Sounds like a joke, doesn't it? The sort of thing people say when they make fun of the legislative process: the House amendment to the Senate amendment to the bill H.R. 3773.

Only guess what's special about offering an amendment to the amendment that isn't true of just starting over with a new House bill that doesn't have immunity in it?

You can't move to recommit an amendment to an amendment.

So the House gets to strip immunity (and the other junk) back out of H.R. 3773, and the Republicans can't just undo that work with a motion designed to peel off Blue Dogs. If the amendment to the Senate amendment passes, it pops right back out of the House and goes back to the Senate on the express bus, no stops.
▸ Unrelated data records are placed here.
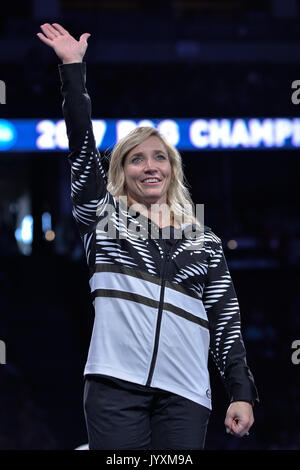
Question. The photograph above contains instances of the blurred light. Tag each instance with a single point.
(49, 235)
(8, 134)
(24, 233)
(46, 221)
(232, 244)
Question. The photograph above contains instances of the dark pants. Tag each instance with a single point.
(122, 415)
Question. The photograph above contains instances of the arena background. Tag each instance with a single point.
(150, 59)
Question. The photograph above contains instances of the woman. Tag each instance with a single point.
(161, 303)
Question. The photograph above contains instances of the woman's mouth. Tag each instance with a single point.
(151, 181)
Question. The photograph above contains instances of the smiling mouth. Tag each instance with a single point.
(151, 181)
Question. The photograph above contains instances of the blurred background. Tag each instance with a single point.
(153, 59)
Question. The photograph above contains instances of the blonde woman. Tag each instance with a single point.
(161, 302)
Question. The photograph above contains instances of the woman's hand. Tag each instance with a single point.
(65, 46)
(239, 418)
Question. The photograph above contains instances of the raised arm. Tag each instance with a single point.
(88, 189)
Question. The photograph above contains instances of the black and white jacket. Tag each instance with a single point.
(160, 306)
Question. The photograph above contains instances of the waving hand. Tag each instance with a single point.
(67, 48)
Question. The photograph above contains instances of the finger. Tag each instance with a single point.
(50, 31)
(84, 37)
(60, 29)
(44, 39)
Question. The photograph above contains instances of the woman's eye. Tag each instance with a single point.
(136, 159)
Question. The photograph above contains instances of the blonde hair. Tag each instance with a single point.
(178, 196)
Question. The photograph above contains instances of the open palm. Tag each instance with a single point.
(65, 46)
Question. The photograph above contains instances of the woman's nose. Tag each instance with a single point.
(149, 165)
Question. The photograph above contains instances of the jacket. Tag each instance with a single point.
(160, 306)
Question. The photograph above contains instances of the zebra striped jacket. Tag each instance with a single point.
(160, 305)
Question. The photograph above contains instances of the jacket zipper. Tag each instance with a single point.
(160, 309)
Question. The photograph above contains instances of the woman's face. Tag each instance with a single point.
(148, 172)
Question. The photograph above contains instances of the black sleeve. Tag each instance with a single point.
(88, 178)
(226, 343)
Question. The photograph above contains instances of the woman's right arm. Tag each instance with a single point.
(88, 176)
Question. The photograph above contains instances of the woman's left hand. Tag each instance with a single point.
(239, 418)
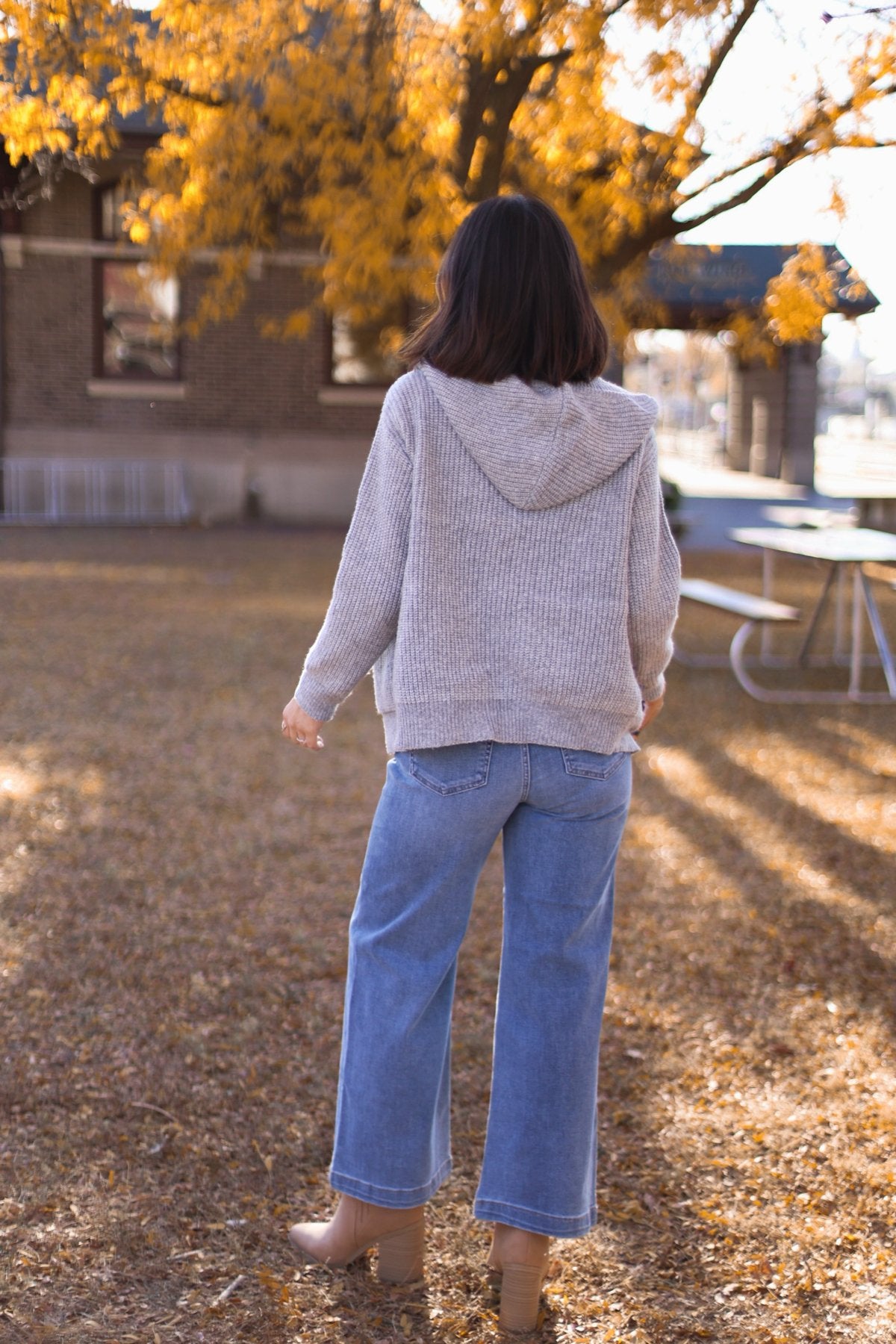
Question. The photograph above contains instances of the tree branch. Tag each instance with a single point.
(716, 60)
(782, 156)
And there's more. It arrives back in the Senate in privileged form, as a message from the House (the message being: we amended your crap) the consideration of which is not subject to filibuster. To be sure, the Republicans (or anyone willing to stand in their shoes) can filibuster the actual debate on the House amendment to Senate amendment, but they can't filibuster the question of whether or not to even have that debate, as they can with most other legislation.